We hope the investigation will affirm that the Commission retains responsibility for ensuring transparency and balanced representation, even when delegating tasks to private bodies. At minimum, there should be public disclosure of experts’ identities, meeting minutes, and conflict-of-interest policies, alongside a clear guarantee that stakeholder representation will be balanced to include civil society. Standardisation on such sensitive matters must not happen behind closed doors.
Meanwhile, the standardisation process itself has run into serious trouble. Under pressure to meet tight implementation deadlines, CEN/CENELEC recently suspended their consensus-based Working Groups model and concentrated decision-making in small Drafting Groups dominated by long-standing experts, often industry participants. Civil society and academic experts have been sidelined, prompting several senior members of JTC-21 to protest publicly.
The Commission’s experiment in outsourcing fundamental rights governance to industrial standardisation bodies is now blowing up. The Commission’s implementation of the AI Act depends on a process it does not control. This has produced delay, opacity, and a structural bias towards weaker safeguards, with industry pushing for weaker international ISO standards to be adopted through the CEN/CENELEC process. As the deadline looms, contentious issues, especially those touching on fundamental rights, are being dropped just to get the standards done. Meanwhile, industry is using the delay, that it has in some cases been responsible for, as a reason to call for pausing the implementation of the AI Act.
Looking ahead, what interventions are needed to promote the public interest?
Bram: We will continue to follow the Ombudsman process and monitor how standards are finalised. But new challenges are emerging: The Commission’s deregulation agenda is now also affecting digital legislation. On 19 November, the Commission proposed a
drastic roll-back of digital rights, through its so-called digital omnibus. The AI Act, the GDPR, and ePrivacy are all affected, including a delay of the implementation of the AI Act and the serious weakening of data protection in the GDPR.

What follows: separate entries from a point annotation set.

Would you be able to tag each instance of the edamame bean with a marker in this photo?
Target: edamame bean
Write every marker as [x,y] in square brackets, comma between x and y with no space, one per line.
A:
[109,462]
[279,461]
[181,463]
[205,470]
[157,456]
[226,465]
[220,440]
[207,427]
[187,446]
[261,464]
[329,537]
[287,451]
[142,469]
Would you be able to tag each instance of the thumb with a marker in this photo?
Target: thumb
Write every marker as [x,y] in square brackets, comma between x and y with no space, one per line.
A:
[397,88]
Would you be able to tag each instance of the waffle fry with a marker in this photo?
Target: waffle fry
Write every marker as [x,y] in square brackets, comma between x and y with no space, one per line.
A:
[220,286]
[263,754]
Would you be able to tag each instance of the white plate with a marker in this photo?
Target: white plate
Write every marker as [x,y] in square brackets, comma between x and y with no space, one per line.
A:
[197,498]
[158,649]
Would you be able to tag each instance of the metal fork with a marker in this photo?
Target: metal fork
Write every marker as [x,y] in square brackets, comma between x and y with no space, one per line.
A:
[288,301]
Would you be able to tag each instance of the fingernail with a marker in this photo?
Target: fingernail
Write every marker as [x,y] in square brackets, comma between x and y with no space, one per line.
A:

Big Tech firms have used the Trump administration to put pressure on the EU to weaken its digital rulebook, but equally worrying is that the EU’s deregulation agenda has opened the door to corporate interests. For example, the Commission invited industry to closed-door workshops to ‘reality-check’ legislation related to AI, effectively asking which rules they find burdensome. Several civil society organisations requested to participate but were not invited. Fortunately, there is also huge push-back from civil society, political groups in the European Parliament, and experts.
Looking ahead, our priority is defending these digital rights from being watered down and reforming the standardisation system. That means stronger transparency requirements, real conflict-of-interest rules, and genuine participation for civil society. Without these safeguards, decisions about fundamental rights will remain in private hands beyond democratic accountability.